Wilson, former human resources and labor relations director at General Motors, aims to integrate initiatives into the entire agency’s culture and operations, act as the agency’s champion for all employee resource groups and lead all human resources functions.

 

“As the agency continues to deliver great creative content, we also want to deliver a great employee experience,” Wilson said.

 

The company has just extended its partnership with Do What Matters, an outside organization that specializes in DEI and prioritizes inclusion-first management over more numerical diversification. The Richards Group has also introduced different councils of representation across all career levels, added an employment engagement survey and launched an anonymous reporting platform as part of an ongoing active listening exercise.

 

Damage control to transformation

 

Dady also emphasized his attempts to redirect the agency under his vision.

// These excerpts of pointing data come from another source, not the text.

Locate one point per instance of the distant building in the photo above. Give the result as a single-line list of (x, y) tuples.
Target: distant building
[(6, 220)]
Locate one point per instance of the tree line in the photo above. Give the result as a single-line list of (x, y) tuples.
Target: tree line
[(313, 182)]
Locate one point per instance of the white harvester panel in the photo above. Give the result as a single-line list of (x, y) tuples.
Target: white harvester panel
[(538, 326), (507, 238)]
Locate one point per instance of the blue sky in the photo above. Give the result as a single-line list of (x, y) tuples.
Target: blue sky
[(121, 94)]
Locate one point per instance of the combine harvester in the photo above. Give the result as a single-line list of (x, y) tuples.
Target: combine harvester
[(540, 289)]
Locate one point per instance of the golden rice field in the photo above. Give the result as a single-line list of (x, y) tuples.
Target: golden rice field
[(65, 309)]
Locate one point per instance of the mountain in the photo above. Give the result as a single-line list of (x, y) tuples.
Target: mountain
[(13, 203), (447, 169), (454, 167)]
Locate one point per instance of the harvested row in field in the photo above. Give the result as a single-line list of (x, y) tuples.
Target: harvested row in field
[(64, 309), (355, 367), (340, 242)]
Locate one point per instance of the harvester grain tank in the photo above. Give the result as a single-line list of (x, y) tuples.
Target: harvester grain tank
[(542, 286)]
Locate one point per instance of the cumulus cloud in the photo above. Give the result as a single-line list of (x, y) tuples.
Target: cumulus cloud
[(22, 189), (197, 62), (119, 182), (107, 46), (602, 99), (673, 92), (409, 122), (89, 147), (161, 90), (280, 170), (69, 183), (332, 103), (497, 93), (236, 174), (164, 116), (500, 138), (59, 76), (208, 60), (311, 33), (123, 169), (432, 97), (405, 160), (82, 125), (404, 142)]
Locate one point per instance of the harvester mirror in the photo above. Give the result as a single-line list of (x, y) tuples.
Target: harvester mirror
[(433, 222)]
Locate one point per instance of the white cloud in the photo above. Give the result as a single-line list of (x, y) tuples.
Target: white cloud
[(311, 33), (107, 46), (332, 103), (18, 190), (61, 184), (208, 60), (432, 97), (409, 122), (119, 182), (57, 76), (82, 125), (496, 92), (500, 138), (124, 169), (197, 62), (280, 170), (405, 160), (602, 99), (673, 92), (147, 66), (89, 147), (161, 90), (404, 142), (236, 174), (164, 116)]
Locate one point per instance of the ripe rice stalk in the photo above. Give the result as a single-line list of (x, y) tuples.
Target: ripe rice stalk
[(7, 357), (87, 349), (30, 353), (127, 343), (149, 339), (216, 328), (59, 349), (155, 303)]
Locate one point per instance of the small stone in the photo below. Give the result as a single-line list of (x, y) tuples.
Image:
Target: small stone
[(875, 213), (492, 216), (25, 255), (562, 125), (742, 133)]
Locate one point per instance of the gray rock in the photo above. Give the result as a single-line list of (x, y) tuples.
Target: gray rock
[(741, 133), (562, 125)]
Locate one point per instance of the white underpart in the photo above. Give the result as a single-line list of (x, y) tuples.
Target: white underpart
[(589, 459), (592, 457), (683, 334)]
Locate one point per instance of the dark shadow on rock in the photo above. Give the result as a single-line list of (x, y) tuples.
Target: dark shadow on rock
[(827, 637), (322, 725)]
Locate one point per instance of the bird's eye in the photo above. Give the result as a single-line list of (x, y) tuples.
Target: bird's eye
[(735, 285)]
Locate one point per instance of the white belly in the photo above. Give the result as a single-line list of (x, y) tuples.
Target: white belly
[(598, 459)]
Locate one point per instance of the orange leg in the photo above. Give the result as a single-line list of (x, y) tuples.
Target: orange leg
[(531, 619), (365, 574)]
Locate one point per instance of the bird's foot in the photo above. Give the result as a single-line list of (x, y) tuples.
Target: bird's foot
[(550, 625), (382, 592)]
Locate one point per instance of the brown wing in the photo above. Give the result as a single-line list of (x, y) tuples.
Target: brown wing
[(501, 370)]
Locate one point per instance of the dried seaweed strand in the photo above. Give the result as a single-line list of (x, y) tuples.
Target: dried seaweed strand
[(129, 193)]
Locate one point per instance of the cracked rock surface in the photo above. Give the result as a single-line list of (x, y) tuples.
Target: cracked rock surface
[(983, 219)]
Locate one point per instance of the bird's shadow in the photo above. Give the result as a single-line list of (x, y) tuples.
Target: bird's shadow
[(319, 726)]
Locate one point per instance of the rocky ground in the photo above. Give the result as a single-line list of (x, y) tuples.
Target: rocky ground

The stories of Stan Richards occasionally falling asleep at client meetings are sadly accurate, he said. “What do you do when you have a founder running the company who is so smart even when he is nodding off during some meetings?” Dady quipped. “We do not have to worry about that anymore.”

 

Richards removed himself from the business following the scandal, though Dady has had some personal interactions with him over the past six months. “In his own way, he is proud of where we are going and what we are doing,” he said.

 

Looking forward, The Richards Group is still evolving into its new identity and vision which may even jettison its old moniker. An agency name change is “definitely still on the table,” Dady said. “There was a lot of pressure at the beginning because it was so emotional, but the pressure isn’t as much as from outsiders, but from internal stakeholder.”

 

In the meantime, the changes within the agency have helped it secure new clients as well as expand current accounts.

 

“Every client in America is multicultural and we are facing some new conversations, but we need to embrace inclusivity and promote more diverse perspectives and broaden the work to look for the human truth,” Batterton said. “The issues we face within our organizations are the same issues clients are currently experiencing. It is the time we did work that helped, not hurt.”